The genotype values 0, 1, 2 correspond to the number of copies of the '2' allele that a person has.
Take a look at the first of these genotype variables by typing
g1
To perform chi-squared tests on each of the genotype variables
(to see if they are associated with disease status), type:
table(g1,case)
chisq.test(g1,case)
table(g2,case)
chisq.test(g2,case)
table(g3,case)
chisq.test(g3,case)
table(g4,case)
chisq.test(g4,case)
All loci should show significant association, with C and D (locus 3 and 4) showing the highest significance.
The results should be similar to what you found using the genotype tests in PLINK.
To perform the logistic regression, it is helpful to use a special library of R routines.
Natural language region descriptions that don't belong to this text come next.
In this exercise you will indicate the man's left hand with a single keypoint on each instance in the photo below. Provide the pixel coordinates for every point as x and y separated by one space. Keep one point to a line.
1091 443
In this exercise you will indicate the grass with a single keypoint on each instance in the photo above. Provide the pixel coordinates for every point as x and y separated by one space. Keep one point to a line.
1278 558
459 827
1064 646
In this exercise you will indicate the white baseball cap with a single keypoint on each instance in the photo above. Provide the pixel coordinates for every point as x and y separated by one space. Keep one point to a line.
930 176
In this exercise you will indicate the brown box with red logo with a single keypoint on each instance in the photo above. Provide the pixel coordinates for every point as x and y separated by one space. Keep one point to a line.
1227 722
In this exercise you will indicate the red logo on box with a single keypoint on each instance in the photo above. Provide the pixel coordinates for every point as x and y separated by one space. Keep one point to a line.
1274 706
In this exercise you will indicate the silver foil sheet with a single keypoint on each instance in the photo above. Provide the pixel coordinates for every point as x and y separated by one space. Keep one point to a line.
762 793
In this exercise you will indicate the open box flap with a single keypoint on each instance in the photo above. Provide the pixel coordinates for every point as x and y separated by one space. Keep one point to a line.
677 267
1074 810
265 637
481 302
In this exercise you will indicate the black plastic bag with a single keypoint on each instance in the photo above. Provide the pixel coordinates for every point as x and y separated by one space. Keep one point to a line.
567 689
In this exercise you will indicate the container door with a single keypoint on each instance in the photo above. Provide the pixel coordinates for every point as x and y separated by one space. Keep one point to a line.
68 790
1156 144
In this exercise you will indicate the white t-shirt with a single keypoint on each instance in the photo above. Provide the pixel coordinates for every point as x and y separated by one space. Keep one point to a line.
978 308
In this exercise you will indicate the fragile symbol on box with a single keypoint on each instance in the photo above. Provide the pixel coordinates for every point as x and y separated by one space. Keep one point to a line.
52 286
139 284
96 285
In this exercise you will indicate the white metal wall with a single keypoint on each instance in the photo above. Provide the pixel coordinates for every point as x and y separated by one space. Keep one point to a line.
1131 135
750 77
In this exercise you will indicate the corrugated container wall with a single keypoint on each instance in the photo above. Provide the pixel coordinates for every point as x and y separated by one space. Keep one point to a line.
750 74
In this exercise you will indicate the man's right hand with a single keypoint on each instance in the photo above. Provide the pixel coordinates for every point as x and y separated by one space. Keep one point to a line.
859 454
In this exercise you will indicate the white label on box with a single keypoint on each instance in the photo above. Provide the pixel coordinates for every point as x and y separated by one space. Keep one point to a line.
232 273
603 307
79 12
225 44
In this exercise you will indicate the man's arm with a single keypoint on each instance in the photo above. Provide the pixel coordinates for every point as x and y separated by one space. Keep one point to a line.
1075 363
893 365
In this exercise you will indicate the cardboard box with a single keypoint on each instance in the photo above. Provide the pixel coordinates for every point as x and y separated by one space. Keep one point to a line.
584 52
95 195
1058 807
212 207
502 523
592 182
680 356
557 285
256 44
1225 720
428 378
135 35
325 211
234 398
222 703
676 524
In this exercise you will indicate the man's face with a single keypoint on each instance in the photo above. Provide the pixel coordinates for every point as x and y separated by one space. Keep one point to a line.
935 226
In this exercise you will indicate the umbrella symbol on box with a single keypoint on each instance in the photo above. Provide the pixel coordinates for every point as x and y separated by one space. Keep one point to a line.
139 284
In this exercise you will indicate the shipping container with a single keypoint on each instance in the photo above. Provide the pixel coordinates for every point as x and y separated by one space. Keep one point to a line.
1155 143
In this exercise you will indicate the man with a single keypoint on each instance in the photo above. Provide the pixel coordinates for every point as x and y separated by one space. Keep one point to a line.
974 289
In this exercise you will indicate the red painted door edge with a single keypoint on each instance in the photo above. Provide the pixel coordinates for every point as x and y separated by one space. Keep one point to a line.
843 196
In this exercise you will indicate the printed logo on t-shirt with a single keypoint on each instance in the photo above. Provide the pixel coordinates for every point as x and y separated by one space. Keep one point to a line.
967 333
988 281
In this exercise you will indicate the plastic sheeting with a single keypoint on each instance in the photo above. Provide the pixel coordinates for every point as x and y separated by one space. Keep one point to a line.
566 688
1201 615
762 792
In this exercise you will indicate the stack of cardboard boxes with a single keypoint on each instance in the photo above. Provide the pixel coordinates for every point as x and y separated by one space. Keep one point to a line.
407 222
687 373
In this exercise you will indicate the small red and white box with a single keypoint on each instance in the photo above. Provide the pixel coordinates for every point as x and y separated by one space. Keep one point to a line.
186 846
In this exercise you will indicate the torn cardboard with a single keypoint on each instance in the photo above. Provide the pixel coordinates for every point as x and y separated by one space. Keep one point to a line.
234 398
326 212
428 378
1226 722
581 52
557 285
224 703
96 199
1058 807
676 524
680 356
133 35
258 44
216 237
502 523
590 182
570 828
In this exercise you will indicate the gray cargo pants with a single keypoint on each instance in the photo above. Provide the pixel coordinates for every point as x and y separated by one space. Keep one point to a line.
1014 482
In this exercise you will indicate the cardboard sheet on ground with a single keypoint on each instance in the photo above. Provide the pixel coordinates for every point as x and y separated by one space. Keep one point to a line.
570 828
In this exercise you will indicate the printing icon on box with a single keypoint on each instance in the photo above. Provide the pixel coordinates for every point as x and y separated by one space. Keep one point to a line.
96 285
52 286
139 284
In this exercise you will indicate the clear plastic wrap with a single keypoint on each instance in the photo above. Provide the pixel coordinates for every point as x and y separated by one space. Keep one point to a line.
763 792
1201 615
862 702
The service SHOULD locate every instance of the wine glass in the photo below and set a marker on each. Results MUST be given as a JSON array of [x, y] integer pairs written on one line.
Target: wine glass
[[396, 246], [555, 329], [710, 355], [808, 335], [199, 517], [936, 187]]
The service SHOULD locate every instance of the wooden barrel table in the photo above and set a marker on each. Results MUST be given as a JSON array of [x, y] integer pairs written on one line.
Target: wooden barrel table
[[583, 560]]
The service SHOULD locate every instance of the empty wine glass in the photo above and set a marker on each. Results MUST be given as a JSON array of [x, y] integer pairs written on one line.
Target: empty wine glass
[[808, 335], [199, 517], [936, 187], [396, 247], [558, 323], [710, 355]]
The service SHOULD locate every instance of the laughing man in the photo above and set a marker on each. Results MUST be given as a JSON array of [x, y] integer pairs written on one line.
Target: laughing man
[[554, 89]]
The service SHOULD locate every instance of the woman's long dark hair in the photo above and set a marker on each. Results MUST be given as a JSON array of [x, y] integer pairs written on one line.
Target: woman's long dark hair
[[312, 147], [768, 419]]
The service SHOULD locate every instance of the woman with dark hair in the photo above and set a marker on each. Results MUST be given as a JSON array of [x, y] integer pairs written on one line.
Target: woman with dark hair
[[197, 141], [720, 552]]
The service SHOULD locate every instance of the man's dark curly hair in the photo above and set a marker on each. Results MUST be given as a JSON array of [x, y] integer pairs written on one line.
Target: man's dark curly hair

Read in the necessary add-in library (which we have downloaded ready for you):
library(DGCgenetics)
To perform allele tests at each marker using logistic regression, we use the following commands:
logistic (case ~ g1)
logistic (case ~ g2)
logistic (case ~ g3)
logistic (case ~ g4)
The 'logistic' command provides parameter estimates (odds ratios and confidence limits), z tests and
p values for each test performed. The results should be very similar to the basic
association or trend tests performed in PLINK.
For genotype analysis at each marker, use the following commands:
logistic (case ~ factor(g1))
logistic (case ~ factor(g2))
logistic (case ~ factor(g3))
logistic (case ~ factor(g4))
Again the results should be similar to the genotype tests performed in PLINK. The advantage of logistic regression is that you could put in several different genotype variables into the same model. To see, for example, whether locus 3 adds significantly to a model that already includes locus 4, type:
logistic (case ~ factor(g4)+factor(g3))
anova(logistic (case ~ factor(g4)+factor(g3)))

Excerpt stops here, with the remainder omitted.